Non rintracciai espressioni gergali nel libro di Luciano Lutring, “Il solista del mitra”, titolo ispirato al nomignolo affibbiato negli anni Sessanta dal capocronista de “Il Corriere della Sera” Antonio Di Bella al personaggio diventato in carcere pittore e uomo onesto: nell’androne di uno stabile dal quale si vociferava fosse passato Lutring, venne rinvenuta la custodia di un violino, e la circostanza accese la fantasia del futuro direttore del quotidiano di via Solferino. Per inciso, in quel libro l’autore abbozza il ritratto del maresciallo Ferdinando Oscuri, “cintura nera di judo e terrore della malavita milanese. Il maresciallo era un uomo alto un metro e ottanta circa con capelli lisci castani tirati indietro, aveva uno sguardo duro, tanti davanti a lui tremavano, solo che lui li guardava in faccia e fu lui con i suoi superiori che eliminarono tante bande nel 1945 alla fine della guerra, e fu lui che tolse di mezzo i miei cugini…e le loro bande”… Compresa – aggiungo - quella di un bandito detto gentiluomo… (dava la mancia ai cassieri delle banche che rapinava), claudicante come “el Dondina”. Ma definisce “cok” il ricettatore; e la banda “gang”, voce appartenente al linguaggio mafioso italo-statunitense.
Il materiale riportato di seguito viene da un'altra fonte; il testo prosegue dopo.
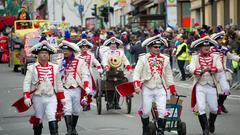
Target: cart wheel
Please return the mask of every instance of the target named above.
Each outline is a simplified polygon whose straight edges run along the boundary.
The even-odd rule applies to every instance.
[[[186,135],[187,134],[187,126],[185,122],[178,122],[177,123],[178,128],[178,135]]]
[[[101,115],[101,112],[102,112],[102,94],[101,94],[101,86],[100,86],[99,80],[97,81],[96,104],[97,104],[98,115]]]
[[[132,96],[131,95],[126,97],[126,103],[127,103],[127,113],[130,114],[131,109],[132,109]]]
[[[149,132],[150,132],[149,135],[156,135],[157,128],[154,125],[154,123],[152,121],[150,121],[148,126],[149,126]]]

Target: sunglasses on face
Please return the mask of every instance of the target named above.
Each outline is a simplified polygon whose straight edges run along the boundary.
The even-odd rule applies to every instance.
[[[157,49],[157,48],[161,48],[161,46],[153,46],[153,48],[156,48],[156,49]]]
Uno dei cancelli del carcere
Paolo Valera, giornalista e scrittore, frequentatore degli ambienti degli Scapigliati milanesi, autore del romanzo “La folla”, elogiato da Emile Zola, soffermandosi in “Milano sconosciuta” sulla locanda del Berrini, che tra le seicento aperte a Milano nel 1874 “era la più famigerata” (tra l’altro – afferma – “vi si sono coricati quasi tutti gli inquilini che popolavano alternativamente la Polla”, carcere di via Santa Margherita demolito nel 1888), dice “sveglia”: sorveglianza della polizia; “piè”: soldi; “introibo”: porta d’ingresso; “bombola” o “bugliolo”: a suo tempo una vergogna che nelle celle prendeva il posto del cesso…. E anche nel capitolo in cui delinea l’irreprensibile, esemplare figura del Dondina, da lui definito “il Vidocq milanese dei locch” per l’attività svolta da colui che dopo essere stato tra l’altro il re delle evasioni creò e per un certo periodo guidò la gendarmeria francese, usa “fondeur” per borsaioli, “stecch”, per coltello, “goga”, per buffetto, “stacchett” per borsellino… Paolo Valera, nato a Como nel 1850, morì a Milano nel ’26, epoca in cui quel linguaggio pittoresco era la norma nella giungla della malandra.